While I was staying in Japan, I went on a day trip — my last one — to Matsushima (i.e. ‘Pine tree islands’), North of Sendai (Miyagi prefecture), reputedly one of the three most beautiful spots in this country. Fortunately, this amazing site has been protected from the 2011 tsunami.
The name Matsushima is well chosen, as there are many islands covered by different kinds of pine trees.
This tree is symbolic in Japan as well as it was in Ancient Greece and Rome.
First, a pine’s shape looks nice, and its beauty matters for Japanese people.
Then, as Shintō shrines are built with their wood, pine trees are useful. Hence, for centuries, Japanese people have taken care of these trees.
In the XVIth century, as Portuguese Jesuits settled in Kyushu (South of Japan), the Rev. Father Luis Fróis (or Fróes) wrote (in 1585) a small treatise about local customs and habits, comparing Europeans to Japanese.

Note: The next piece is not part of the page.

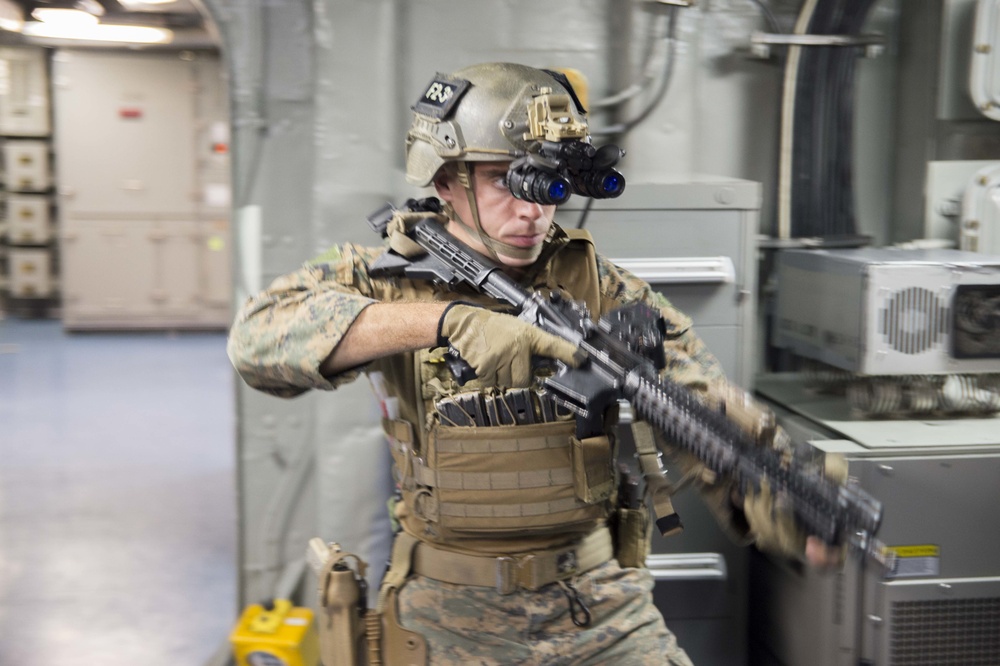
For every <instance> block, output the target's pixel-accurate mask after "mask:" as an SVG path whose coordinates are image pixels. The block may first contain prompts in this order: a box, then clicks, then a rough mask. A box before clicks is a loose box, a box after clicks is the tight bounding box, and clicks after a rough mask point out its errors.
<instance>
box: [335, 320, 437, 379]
mask: <svg viewBox="0 0 1000 666" xmlns="http://www.w3.org/2000/svg"><path fill="white" fill-rule="evenodd" d="M447 305H448V304H447V303H373V304H372V305H369V306H368V307H366V308H365V309H364V310H362V311H361V314H359V315H358V317H357V319H355V320H354V323H353V324H351V327H350V328H349V329H348V330H347V333H345V334H344V337H343V338H342V339H341V341H340V344H338V345H337V346H336V347H335V348H334V350H333V352H331V353H330V355H329V356H328V357H327V358H326V360H325V361H323V363H322V364H321V365H320V372H322V373H323V374H324V375H326V376H330V375H334V374H337V373H338V372H343V371H344V370H348V369H350V368H353V367H356V366H359V365H362V364H364V363H367V362H369V361H373V360H375V359H377V358H382V357H383V356H389V355H391V354H396V353H399V352H405V351H413V350H414V349H424V348H426V347H432V346H434V344H435V343H436V342H437V326H438V320H439V319H441V313H443V312H444V309H445V307H447Z"/></svg>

Fróis was surprised to discover how in Japan trees were forced to grow twisted rather than straight. Also, he was wondering how Japanese countless pines produce uneatable cones or nuts!
From this eyewitness account we could conclude that pines are just worthless. Wrong!
According to a French dictionary of symbols, the pine is a symbol of Immortality, as its leaves are evergreen and its resin non-decaying. In Asia, all conifers symbolize Immortality; in Japan, particularly, a pine is supposed to live thousands of years, like the turtle and the grey crane, to which it is symbolically linked.
Moreover, as in Japanese language matsu (pine) is homophonous with matsu (to wait), this tree is also symbolizing Fidelity, Faithfulness.
In Shuzenji shrine (Izu Peninsula), one can see two pines joined by a rope (shimenawa) , which is used to make think of a married couple of deities (kami) and act as a talisman against evil. In the Shintoist religion, it is believed in sacred power in both animate and inanimate things. Also, the deities are supposed to live in the branches.
In Tokyo, In Meiji Jingu, it is the same with two camphor trees, which are considered to be married.
This Japanese tradition is similar to the ancient belief about trees in Greece and Rome, where the notion that plants have a soul (anima, in Latin) or a spirit (animus) is derived from Greek philosophers (and spread by Latin poets and scientists).
Among them, Pliny the Elder, in the first century (c.e.), pays tribute to trees, when he writes: ‘The trees formed the first temples of the gods, and even at the present day, the country people … consecrate the finest among their trees to some divinity … Each kind of tree remains immutably consecrated to its own peculiar divinity, the beech to Jupiter, the laurel to Apollo, the olive to Minerva, the myrtle to Venus, and the poplar to Hercules.’ (The Natural History, XII, 2, translated by John Bostock)
Pliny the Elder does not mention the pine in making his list, but the poet Ovid, a few years before him, tells the story of Attis and Cybele, the goddess of Fertility. In Fasti, Attis, a young man beloved by Cybele, failed keeping his chastity with a nymph. The angered goddess avenged herself. ‘She destroyed the nymph and Attis was maddened, tore at his body too with a sharp stone … and suddenly bereft of every mark of manhood.’ (Fasti, IV, translated by A.S. Kline, 2004)
Since the pine was consecrated to Cybele, and Attis was considered as her spouse, a cult to both of them was worshipped every Spring in Rome. A fallen pine was brought to the Cybele’s shrine on the Palatine Hill, as if it were Attis himself. Roman people used to cry and moan about the pine’s death. Then, after one day of mourning, they were delighted with joy because of its revival. As the pine symbolized the body of the young god, dead and risen again, it also symbolized the alternation of the seasons. Life triumphant of Death.
Therefore, pine and its nuts symbolize Fidelity, Fertility and Immortality in Ancient Greece and Rome, as well as in modern Japan.
Like the Japanese poet Bashō, who was filled with admiration for the beautiful scenery, I would like to come back to Matsushima!